One might argue that, absent of speech, deprived of all communication, a father dissolves. The title finally expires, and the man probably follows. You don’t strip away a father’s title and expect the man to live. A former father is just a man who once had a duty to answer. Perhaps he can barely recall what that duty ever was. It nags at him as something he forgot to do, something he did only poorly. Fatherhood is perhaps another name for something done badly.
Perhaps it is better now to liken a father to an animal parent. Certain caretaking is observed, but when the offspring matures, alienation and estrangement set in. Rivalry. The youngster grows preternaturally angry at the father, for some reason angrier at the father than at any other creature, and the father opens a small hole in his chest to accommodate this anger, which flows in rapidly. An emotional ecology is observed, with the energy composted and renewed in the chest of the man. A deep, circular structure is satisfied with the anger returning to its creator, who probably is not equipped to hold it anymore. He must release it through new activities in the world.
It is problematic to father alone. By this I do not mean without a wife. That can actually be simpler, finer. A single authority, a clear chain of command. None of the agonies of partnered power, although I’m confident that Claire will soon join me here at the hut. Instead I mean it is difficult to father without an actual child. How exactly does one father when no child is to be found, and yet the father has not finished his work, has fatherish urges he wishes still to discharge, since he did not do so enough when he had the child on hand? It is a central question.
Now that Esther has returned to me, my fatherhood will be evident to her in even the small touches, and not a word will have to escape my mouth. Esther will come to enjoy the woods behind her old house, find the resources she needs, perhaps one day consider this hut her home. She’d never been allowed at our hut before, couldn’t even know about it. Now it is hers. She will appreciate the steps I have taken to ensure her comfort.
We need to get her well first, that’s all. This is what I do not, cannot tell her. I know what words do, and I won’t subject her to our fatal language. We need to fix her up and get her back on her feet.
Newcomers to muteness are not always pleased. I know this firsthand.
On the cot I have forced open Esther’s eyes, stared into them. Her forehead is not just cold to the touch. Cold is not the word. The skin of her arms is slack. Her lips vanish into her face. They are paler than her cheeks.
I will admit that there were days when I first had Esther back in the hut, only a few weeks ago, leaving mugs of soup on the stone post for her, putting bread, dusted with salt, near her sleeping face, when I could look at her for the wrong number of minutes, an extended scrutiny that wore down my joy and left me unsure of who it was I had brought home.
It was marginally possible I’d rescued, instead of Esther, a stranger with a different name.

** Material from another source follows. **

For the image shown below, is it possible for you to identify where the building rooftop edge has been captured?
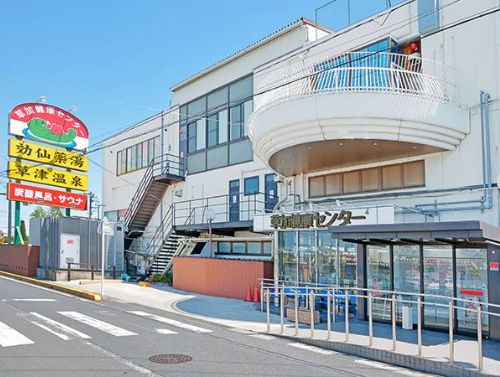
[170,17,333,92]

The hair was not really the hair of Esther. It was flat, brown, indoor hair, the kind more often found hidden beneath a person’s clothing. Under this girl’s tongue I felt the tough, dead skin. LeBov’s Mark. We all had it. A tongue fallen too long into stillness, hardening now in the mouth like a bone.
And Esther’s body? I did not have pictures to compare this girl to, but I shouldn’t have needed them. A picture in the wallet is for others, for boasting, not for the goddamn father himself, who has a picture of his children burned eternally into his mind, correct? Was she shorter than I remembered? Something was wrong. When I recalled Esther, it was now with a smeared face. Where was the smell I could not even describe to you? Life among the worded children had rubbed my daughter in the scent of too many strangers. It gave offense. It did not reach deep enough inside me to trigger my good side. I wanted a sharper dose of recognition. I worried that my paternal instincts would not ignite as long as I suffered this doubt.